Thanks for the Memories

Marian Seldes and Angela Lansbury in Deuce

I'm so glad I had a chance to catch up with Angela Lansbury and Marian Seldes before Deuce bid goodbye to Broadway on Sunday. I don't know how much more theater these two grande dames have left in them -- Lansbury is 81 and Seldes turns 79 on Thursday -- but if that's their last hurrah, I think they left their fans satisfied.

So many critics focused on the play's weaknesses -- and there are quite a few. But who cares? At this stage in their careers I'm not sure audiences would have wanted these two to lose themselves in characters as much as play variations on their personas -- or at least what we perceive their personas to be. Angela can say so much with just her eyes, and the way Marian moves her long, gangly body, even when she's just shrugging, is graceful and memorable.

I believe the last line of the play, uttered by a fan of their tennis pro characters, is "Really look at them. You will never see their likes again." I know I'm a sap, but at that point I was fighting back tears. Until then, I'd been so concerned with just finding time to see the show before it closed that I hadn't really thought about what these two actresses meant to me and how far back my "history" with them goes.

I first saw Marian Seldes onstage in the Broadway production of Deathtrap. The year was 1981, and by then she'd been doing the play for three years and had never missed a performance. Since then I've seen her play a number of larger-than-life characters in Broadway and Off-Broadway shows that were deserving of her talent (Three Tall Women, The Torch-Bearers, The Play About the Baby) and not so deserving (Ivanov, 45 Seconds From Broadway). I even had the pleasure of "escorting" her to a Drama Desk cocktail party, not because we were old acquaintances but because we happened to arrive at the hotel at the same time, and she looked a bit lost, so I helped her find where the festivities were.

Angela Lansbury, on the other hand, I'd never seen onstage before, but she was such a familiar face to me from all her wonderful filmed and recorded work that it felt like I was in the presence of an old friend. I had just started going to Saturday matinees with my mother in the early '80s when she went to Hollywood to do Murder, She Wrote, a show that was much loved in the Snyder/Kern household during my teen years. (Last week my mother and I were going through some of my late grandfather's old things.
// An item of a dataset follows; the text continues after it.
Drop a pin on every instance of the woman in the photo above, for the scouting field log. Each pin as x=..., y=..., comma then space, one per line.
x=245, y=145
He didn't save much, but we found a local TV guide from the Sunday paper with Angela Lansbury on the cover that he's kept.)

Besides the 12-year run of Murder, She Wrote, I spent a considerable chunk of the '80s listening to her on the Mame and Sweeney Todd cast albums -- not to mention watching the videotaped performance of Sweeney Tood featuring her and George Hearn.

So thanks for the memories, ladies. I hold out hope that Deuce will not be the last of them.

2 comments:

Sarah B. Roberts said...

Indeed!

Unknown said...

Nicely said, Diane.

I heard Ms. Seldes interviewed on XM radio a little while back. What a classy and humble woman.

And the Tony's will never be the same w/o Ms. Lansbury at the helm.